A shipboard natural community continuous culture system for ecologically relevant low-level nutrient enrichment experiments
Limnol. Oceanogr. Methods 1:82-91 (2003) | DOI: 10.4319/lom.2003.1.82
ABSTRACT: Inputs of low concentrations of new and regenerated forms of nitrogen (=1 µM) have large impacts on phytoplankton community structure and ocean biogeochemistry in the oligotrophic central gyres. However, current manipulative experimental methods cannot effectively simulate low-level, continuous supplies of nitrate, such as those from upwelling or eddy events, or steady-state inputs of regenerated ammonium and dissolved organic nitrogen from zooplankton grazing. Using a new shipboard continuous culture system based on laboratory chemostat methodology, we compared the effects of a continuous supply of 1 µM nitrate, ammonium, and urea-N at a dilution rate of 0.5 d1 on algal community composition in the North Atlantic.

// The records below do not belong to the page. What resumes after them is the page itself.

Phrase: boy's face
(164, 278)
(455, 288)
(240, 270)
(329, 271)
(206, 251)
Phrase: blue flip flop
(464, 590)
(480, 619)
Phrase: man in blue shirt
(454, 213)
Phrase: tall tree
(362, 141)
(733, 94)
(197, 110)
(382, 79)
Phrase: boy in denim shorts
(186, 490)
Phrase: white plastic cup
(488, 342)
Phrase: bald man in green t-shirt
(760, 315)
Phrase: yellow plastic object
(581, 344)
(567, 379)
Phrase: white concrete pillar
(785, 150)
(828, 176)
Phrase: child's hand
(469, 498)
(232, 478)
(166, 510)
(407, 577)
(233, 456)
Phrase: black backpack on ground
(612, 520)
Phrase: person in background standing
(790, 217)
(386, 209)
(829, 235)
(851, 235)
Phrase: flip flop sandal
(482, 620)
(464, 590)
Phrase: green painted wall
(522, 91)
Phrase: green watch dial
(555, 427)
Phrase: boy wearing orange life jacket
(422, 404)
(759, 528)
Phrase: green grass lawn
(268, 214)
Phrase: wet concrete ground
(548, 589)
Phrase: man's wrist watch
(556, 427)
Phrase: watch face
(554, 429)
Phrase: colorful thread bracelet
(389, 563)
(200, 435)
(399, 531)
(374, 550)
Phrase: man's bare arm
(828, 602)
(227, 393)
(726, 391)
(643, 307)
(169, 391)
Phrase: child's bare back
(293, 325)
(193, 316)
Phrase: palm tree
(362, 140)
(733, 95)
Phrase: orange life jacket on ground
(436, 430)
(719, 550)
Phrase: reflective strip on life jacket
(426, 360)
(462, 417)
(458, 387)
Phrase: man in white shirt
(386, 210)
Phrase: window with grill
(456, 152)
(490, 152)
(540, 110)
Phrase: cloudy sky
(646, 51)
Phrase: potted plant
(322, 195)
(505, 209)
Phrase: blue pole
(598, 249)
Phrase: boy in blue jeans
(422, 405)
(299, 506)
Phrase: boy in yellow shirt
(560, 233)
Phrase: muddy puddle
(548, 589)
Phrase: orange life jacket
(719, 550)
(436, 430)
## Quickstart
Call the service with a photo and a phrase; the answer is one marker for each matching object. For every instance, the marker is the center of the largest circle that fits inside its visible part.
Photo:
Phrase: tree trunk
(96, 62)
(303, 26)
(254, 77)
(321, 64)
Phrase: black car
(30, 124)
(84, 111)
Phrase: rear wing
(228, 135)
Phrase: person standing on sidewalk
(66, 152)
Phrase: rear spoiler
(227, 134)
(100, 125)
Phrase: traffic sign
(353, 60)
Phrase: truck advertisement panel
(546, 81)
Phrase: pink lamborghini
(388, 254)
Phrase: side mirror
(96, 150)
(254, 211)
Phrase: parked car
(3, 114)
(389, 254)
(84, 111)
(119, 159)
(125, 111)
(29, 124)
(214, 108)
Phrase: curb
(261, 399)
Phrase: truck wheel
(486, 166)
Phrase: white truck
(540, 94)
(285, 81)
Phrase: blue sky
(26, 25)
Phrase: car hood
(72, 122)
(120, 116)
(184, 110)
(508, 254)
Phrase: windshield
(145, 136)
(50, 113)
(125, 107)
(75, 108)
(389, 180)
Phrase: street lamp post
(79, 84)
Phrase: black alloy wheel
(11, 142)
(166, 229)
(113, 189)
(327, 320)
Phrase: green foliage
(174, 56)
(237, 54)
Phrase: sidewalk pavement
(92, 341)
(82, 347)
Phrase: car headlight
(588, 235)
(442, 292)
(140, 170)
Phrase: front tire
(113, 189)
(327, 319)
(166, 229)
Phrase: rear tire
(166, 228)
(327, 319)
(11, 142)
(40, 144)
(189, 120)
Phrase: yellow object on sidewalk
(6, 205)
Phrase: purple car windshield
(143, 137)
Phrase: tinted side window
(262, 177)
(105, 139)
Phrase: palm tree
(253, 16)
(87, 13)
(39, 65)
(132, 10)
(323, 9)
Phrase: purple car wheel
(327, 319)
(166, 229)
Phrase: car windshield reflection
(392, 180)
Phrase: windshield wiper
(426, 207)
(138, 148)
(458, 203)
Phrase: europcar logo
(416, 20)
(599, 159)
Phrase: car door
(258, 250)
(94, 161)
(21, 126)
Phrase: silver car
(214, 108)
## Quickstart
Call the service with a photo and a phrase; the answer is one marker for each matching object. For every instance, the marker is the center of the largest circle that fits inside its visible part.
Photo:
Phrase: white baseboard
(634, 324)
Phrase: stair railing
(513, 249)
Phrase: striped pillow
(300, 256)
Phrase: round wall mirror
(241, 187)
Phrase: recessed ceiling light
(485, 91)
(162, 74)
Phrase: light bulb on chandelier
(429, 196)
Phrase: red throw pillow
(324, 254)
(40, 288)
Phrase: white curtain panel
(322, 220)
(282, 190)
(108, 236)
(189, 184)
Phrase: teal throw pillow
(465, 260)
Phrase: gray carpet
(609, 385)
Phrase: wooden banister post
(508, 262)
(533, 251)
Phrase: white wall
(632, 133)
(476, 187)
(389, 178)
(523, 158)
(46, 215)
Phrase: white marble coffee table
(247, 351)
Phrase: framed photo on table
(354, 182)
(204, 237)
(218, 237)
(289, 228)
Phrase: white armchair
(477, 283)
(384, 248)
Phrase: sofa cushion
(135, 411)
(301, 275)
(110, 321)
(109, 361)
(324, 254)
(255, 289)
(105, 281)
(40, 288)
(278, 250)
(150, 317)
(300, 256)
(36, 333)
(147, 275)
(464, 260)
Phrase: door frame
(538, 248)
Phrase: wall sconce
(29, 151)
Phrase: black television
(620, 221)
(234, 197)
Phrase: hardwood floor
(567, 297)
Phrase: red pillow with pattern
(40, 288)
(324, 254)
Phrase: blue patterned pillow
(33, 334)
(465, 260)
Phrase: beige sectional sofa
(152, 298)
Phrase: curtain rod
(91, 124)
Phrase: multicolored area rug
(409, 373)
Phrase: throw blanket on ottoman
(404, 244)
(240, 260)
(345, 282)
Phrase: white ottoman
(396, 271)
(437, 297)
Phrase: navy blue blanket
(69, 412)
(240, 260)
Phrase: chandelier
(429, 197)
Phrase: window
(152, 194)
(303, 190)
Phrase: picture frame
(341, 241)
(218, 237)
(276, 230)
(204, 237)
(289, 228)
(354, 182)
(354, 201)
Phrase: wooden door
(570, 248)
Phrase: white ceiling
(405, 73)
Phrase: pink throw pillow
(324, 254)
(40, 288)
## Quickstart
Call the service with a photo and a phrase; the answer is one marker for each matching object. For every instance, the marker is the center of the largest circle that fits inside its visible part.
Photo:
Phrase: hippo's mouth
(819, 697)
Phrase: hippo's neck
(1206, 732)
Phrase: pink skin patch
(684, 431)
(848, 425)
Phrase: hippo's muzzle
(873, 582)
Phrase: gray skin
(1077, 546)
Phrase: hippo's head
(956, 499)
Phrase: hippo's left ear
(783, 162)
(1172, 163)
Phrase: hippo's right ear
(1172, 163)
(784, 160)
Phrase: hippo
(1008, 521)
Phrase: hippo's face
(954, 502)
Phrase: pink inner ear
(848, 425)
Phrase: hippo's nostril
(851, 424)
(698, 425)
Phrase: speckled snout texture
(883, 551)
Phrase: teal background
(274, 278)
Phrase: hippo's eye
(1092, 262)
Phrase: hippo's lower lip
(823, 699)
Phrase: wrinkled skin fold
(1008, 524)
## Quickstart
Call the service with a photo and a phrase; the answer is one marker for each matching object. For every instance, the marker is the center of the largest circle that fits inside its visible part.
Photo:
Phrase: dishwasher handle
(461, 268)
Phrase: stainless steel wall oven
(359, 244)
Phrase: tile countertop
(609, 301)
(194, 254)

In the Gulf Stream, continuous inputs of 1 µM nitrate dramatically changed phytoplankton community structure from dominance by cyanobacteria to dominance by diatoms. Equimolar continuous supplies of ammonium resulted in much smaller increases in total phytoplankton biomass, and favored a community co-dominated by diatoms and cyanobacteria, and promoted the growth of pelagophytes. In the Sargasso Sea, continuous 1 µM urea-N inputs greatly increased the biomass and dominance of Synechococcus relative to the initial community and compared with control and 1 µM nitrate additions. The shipboard natural community continuous culture system is uniquely suited for realistically simulating inputs of low levels of limiting nutrients, allowing new types of prognostic enrichment experiments that give novel insights into the processes that control phytoplankton community structure in the ocean.